Course poursuite, course contre la montre aussi, le destin d’un personnage qui bascule en quelques instants. Voilà ce qui advient à Richard Hannay, interprété par un Robert Donat dont le brio est d’exprimer parfaitement l’angoisse puis la détermination et même le cynisme d'un homme aux abois. Son physique très dandy anglais, la moustache fine et le sourcil arqué, joue pour lui et imprime un certain style.
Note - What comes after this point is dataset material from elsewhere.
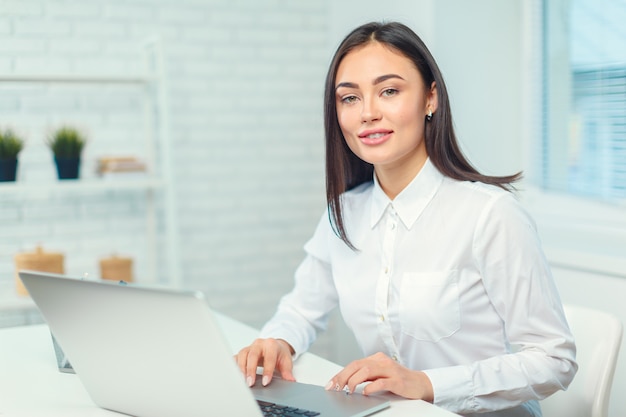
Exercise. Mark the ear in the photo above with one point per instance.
(431, 98)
Robert Donat fait le film, mais celui-ci ne serait plus le même sans Madeleine Carroll, dont le rôle est certes secondaire, mais apporte une fantastique fraîcheur à l’intrigue en amenant le film sur une tonalité plus légère, voir comique : le couple Donat / Carroll pétille d’alchimie, et leurs scènes dans la chambre d’hôtel sont mes préférées (leur manège les mains liées par des menottes a des airs de film muet). Madeleine réussit bien l'évolution de l’attitude de son personnage envers le héros, traduite par des mines très expressives et souvent drôles ou touchantes. De quoi faire pas mal de captures d’écran pour une apparition somme toute relativement réduite par rapport à la durée du film. L’actrice est encore jeune, son rôle n’est pas aristocratique ou de grande dame, mais elle a déjà dans ses cordes la recette qui fait sa spécificité, ce mélange de douceur et de passion, cette expressivité contenue, qui d’ailleurs pave la voie aux futures « blondes hitchcockiennes ».
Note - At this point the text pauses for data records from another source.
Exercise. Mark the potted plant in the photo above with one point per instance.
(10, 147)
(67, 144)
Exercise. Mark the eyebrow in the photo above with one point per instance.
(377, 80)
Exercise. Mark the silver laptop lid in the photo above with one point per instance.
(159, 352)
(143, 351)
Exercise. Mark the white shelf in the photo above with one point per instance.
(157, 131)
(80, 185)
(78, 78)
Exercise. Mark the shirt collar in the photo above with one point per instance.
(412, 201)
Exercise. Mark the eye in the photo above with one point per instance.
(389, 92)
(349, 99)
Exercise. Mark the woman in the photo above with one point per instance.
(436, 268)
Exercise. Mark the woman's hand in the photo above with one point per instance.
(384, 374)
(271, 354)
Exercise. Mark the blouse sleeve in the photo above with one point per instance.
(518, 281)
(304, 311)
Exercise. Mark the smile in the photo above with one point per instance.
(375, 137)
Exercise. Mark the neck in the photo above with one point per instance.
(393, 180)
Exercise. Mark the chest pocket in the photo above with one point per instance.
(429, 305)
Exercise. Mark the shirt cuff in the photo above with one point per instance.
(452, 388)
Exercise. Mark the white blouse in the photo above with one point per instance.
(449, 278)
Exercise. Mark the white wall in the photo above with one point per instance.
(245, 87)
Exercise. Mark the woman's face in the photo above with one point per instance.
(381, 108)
The General Died at Dawn, conte noir à l’encre de Chine


VF : Le général est mort à l'aube. Un film de Lewis Milestone (1936), avec Madeleine Carroll, Gary Cooper et Akim Tamiroff.

L’histoire : Dans la Chine des années 30, O’Hara, un aventurier américain affronte un « seigneur de la guerre », le Général Yang. Alors qu’il tente de livrer des armes aux ennemis du général, il est piégé par la séduisante Judy Peary...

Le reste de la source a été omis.